Roma'daki ikinci günümüze hostelimizin yakınındaki Santa Maria Maggiore klisesi ile başlıyoruz. Günlerden Pazar olması nedeniyle, Roma'nın en görkemli kliselerinden biri olan Maggiore klisesinin Pazar ayinini izleme şansı buluyoruz. Genç ve yaşlı papazların tütsüler içinde, klise orgunun tüyler ürpertici sesi ve koronun ilahileri eşliğinde geçişini izliyoruz. Dualar ve anlatılanlardan anlamadığımız için gezimize metroya atlayıp İspanyol merdivenleri'ne giderek devam ediyoruz.

Yazın güzel havalarda insanların doldurduğu bu merdivenler tenhalığı ve ayrıntılı heykelleri ile gözlerimizi dolduran diğer meydanlara kıyasla bize biraz yavan geliyor. Fakat yine de merdivenlere çıkıp otantik evlerin pencerelerine bakarak, onları süsleyen bitkilere, cadde ve insan manzaraları eşliğinde dinlenip, Condotti caddesinden Tevere Nehri'ne doğru ilerliyoruz. Condotti caddesi'ndeki Gucci, Ferrari gibi İtalyan mağazalarının ateş pahası fiyatları karşısında şaşkına dönüyoruz.

Köprüden geçip güzel deniz manzarasını geride bırakan bizler, San Angelo Kalesi'ne ulaşıyoruz. Kaleye çıkış denememiz fahiş fiyat karşısında suya düşüyor fakat farklı bir atmosfer içine girmenin verdiği mutlulukla Vatikan'a doğru ilerliyoruz.

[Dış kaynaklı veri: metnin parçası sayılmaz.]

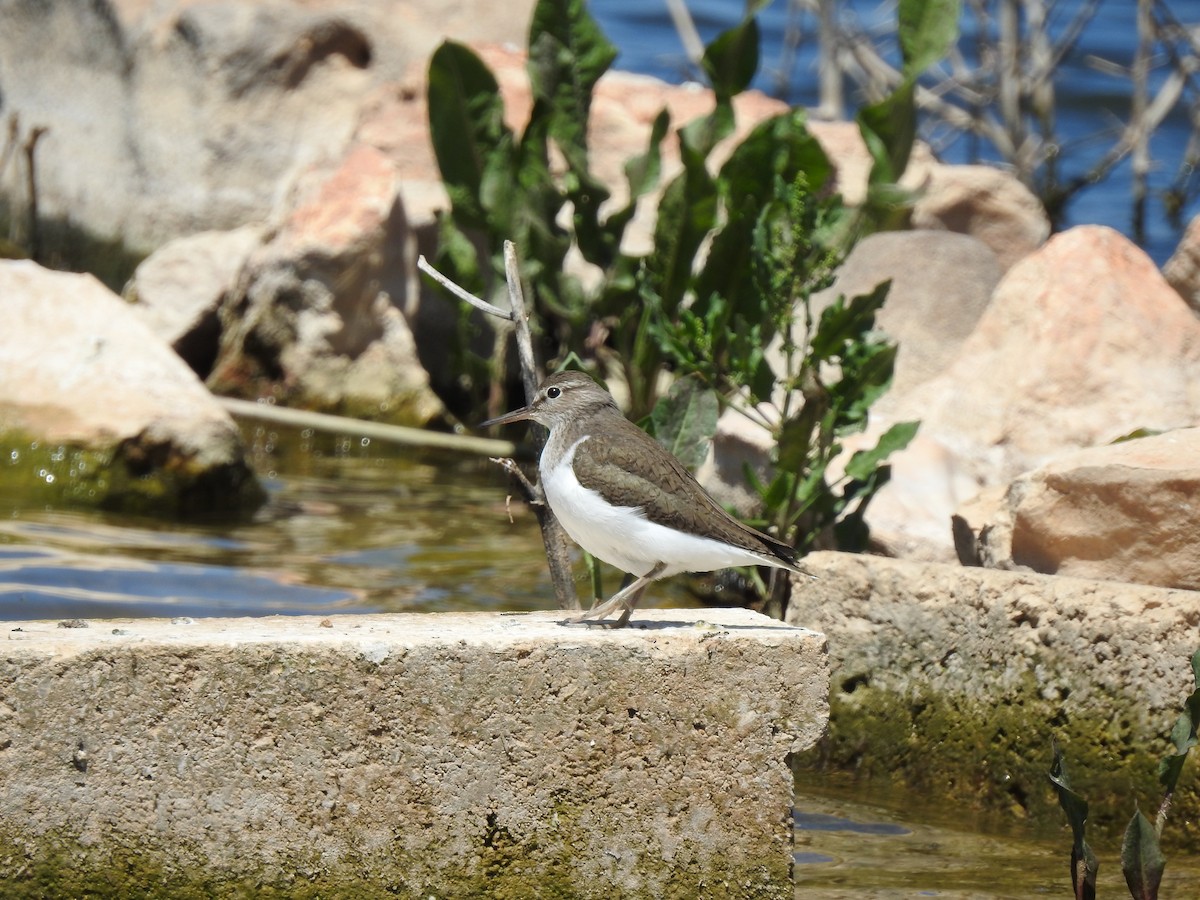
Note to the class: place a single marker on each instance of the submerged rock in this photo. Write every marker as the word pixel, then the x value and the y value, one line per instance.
pixel 96 409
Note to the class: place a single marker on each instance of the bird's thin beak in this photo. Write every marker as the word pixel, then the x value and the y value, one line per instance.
pixel 516 415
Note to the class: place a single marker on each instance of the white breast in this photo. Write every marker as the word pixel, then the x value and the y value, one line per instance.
pixel 623 537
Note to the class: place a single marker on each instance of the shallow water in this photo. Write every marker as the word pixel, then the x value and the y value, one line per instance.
pixel 355 526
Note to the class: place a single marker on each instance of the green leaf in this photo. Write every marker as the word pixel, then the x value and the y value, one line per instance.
pixel 568 53
pixel 702 133
pixel 731 60
pixel 1183 735
pixel 1084 865
pixel 927 30
pixel 889 129
pixel 780 145
pixel 687 214
pixel 685 420
pixel 864 462
pixel 1141 858
pixel 642 172
pixel 845 323
pixel 466 124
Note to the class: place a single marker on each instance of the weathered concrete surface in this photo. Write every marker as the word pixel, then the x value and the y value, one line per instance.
pixel 441 755
pixel 958 681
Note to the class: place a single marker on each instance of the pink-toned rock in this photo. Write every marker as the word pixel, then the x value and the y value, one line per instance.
pixel 174 117
pixel 1127 511
pixel 987 203
pixel 941 285
pixel 99 411
pixel 179 288
pixel 1182 270
pixel 317 321
pixel 1083 342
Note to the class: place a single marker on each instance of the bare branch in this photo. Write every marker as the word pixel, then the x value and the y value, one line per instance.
pixel 462 293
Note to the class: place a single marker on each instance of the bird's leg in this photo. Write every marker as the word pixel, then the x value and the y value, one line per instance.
pixel 624 599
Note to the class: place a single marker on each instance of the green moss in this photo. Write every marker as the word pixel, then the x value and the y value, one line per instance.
pixel 994 757
pixel 59 868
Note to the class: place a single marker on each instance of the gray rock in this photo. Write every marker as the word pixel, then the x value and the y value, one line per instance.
pixel 96 409
pixel 172 118
pixel 941 285
pixel 987 203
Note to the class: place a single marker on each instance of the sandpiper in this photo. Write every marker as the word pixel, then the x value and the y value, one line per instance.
pixel 625 499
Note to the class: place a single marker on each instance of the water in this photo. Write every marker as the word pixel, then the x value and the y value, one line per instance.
pixel 351 526
pixel 357 526
pixel 1090 102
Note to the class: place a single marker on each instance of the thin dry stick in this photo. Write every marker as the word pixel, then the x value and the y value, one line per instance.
pixel 552 535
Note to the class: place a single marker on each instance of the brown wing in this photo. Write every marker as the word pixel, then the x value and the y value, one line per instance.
pixel 633 469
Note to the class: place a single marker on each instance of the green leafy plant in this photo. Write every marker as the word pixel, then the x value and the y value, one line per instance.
pixel 1141 856
pixel 737 251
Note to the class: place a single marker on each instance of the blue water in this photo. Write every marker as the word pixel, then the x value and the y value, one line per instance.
pixel 1090 103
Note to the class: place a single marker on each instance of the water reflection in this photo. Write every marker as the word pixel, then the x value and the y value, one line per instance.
pixel 351 526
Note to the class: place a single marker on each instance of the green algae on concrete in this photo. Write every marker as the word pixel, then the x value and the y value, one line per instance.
pixel 957 683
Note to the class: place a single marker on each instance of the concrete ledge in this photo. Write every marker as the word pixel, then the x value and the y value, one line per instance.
pixel 441 755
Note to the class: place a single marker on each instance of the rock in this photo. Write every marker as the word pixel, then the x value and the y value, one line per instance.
pixel 317 319
pixel 1126 511
pixel 957 682
pixel 987 203
pixel 933 305
pixel 929 312
pixel 95 409
pixel 171 118
pixel 179 288
pixel 843 143
pixel 1182 270
pixel 1083 342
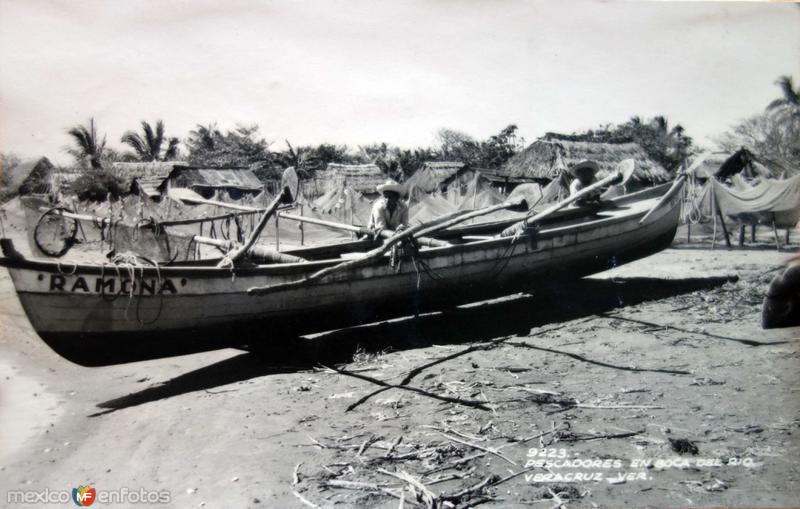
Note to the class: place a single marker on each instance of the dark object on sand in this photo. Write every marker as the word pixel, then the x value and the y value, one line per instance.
pixel 95 314
pixel 782 303
pixel 683 446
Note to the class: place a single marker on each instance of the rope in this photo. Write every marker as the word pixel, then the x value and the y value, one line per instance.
pixel 131 262
pixel 69 241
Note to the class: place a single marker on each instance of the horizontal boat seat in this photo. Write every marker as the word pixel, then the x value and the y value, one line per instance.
pixel 263 254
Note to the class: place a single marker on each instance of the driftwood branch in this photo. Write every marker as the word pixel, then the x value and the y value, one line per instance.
pixel 367 259
pixel 489 450
pixel 600 363
pixel 464 402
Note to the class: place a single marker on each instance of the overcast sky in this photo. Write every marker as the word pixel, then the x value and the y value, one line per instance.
pixel 357 72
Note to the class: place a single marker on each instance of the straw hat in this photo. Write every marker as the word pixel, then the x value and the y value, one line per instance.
pixel 584 165
pixel 392 185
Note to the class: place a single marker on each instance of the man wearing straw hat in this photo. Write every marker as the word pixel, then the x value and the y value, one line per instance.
pixel 389 211
pixel 584 174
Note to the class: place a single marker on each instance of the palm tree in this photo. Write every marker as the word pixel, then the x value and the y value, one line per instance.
pixel 786 108
pixel 148 147
pixel 87 147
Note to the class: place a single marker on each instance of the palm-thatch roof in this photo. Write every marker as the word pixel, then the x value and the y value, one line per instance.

5 dakika yürüdükten sonra Vatikan San Pietro Meydanı'ndaki binlerce kişilik kalabalık bizi şaşırtıyor önce. Festival havasındaki meydanda insanlar bir yandan pankartlar ve bayraklarla bekleyişteler bir yandan da gençlerin düzenlediği etkinliği dinliyorlar. Öğreniyoruz ki bu her Pazar saat 12:00'de gerçekleşen Papa'nın selamlamasıymış. Saatlerimizin 11:54 olduğunu öğrenen biz şanslılar, herkes gibi başımızı önünde halı asılmış pencereye çevirip Papa'yı bekliyoruz. Papa'ya el salladıktan sonra vaazından ve duasından anlamayan bizler Vatikan Müzesi'ne doğru yöneliyoruz, fakat kapalı olduğundan ötürü giremiyoruz. Gitmeyi planladığımız son yer olan Popolo Meydanı'na (yani Ulus Meydanı) doğru yol alıyoruz.

Roma'nın geniş meydanlarına artık alışmış olan bizler meydandaki
ağzından su çıkan aslanlı fıskıye ile hemen bir fotoğraf çektiriyoruz. Meydandaki donuk heykel örneği Amerika'daki Özgürlük Anıtı'nı Antik Roma Tanrıları'nın heykelleri ile aynı karede görmenin verdiği anlamlı gülümseme ile meydandan ayrılıyor ve tekrar "Del Corsa" caddesine giriyor, hediyelik eşyalarımızı alıp akşam yemeğine gidiyoruz.

Akşam yemeğinde bu sefer İtalya'nın farklı bir tadı olan Lazanya'sını deniyor ve üzerine namını duyduğumuz Limon Likörü'nden tadıyoruz. Özellikle liköre hayran kalarak hostelimize çekiliyoruz. Ertesi sabah erken saatte Venedik'e uçacak olan bizler aklımızda Roma'ya tekrar gelebilme umudu ve hevesi ile büyülenmiş olarak Roma'ya veda ediyoruz.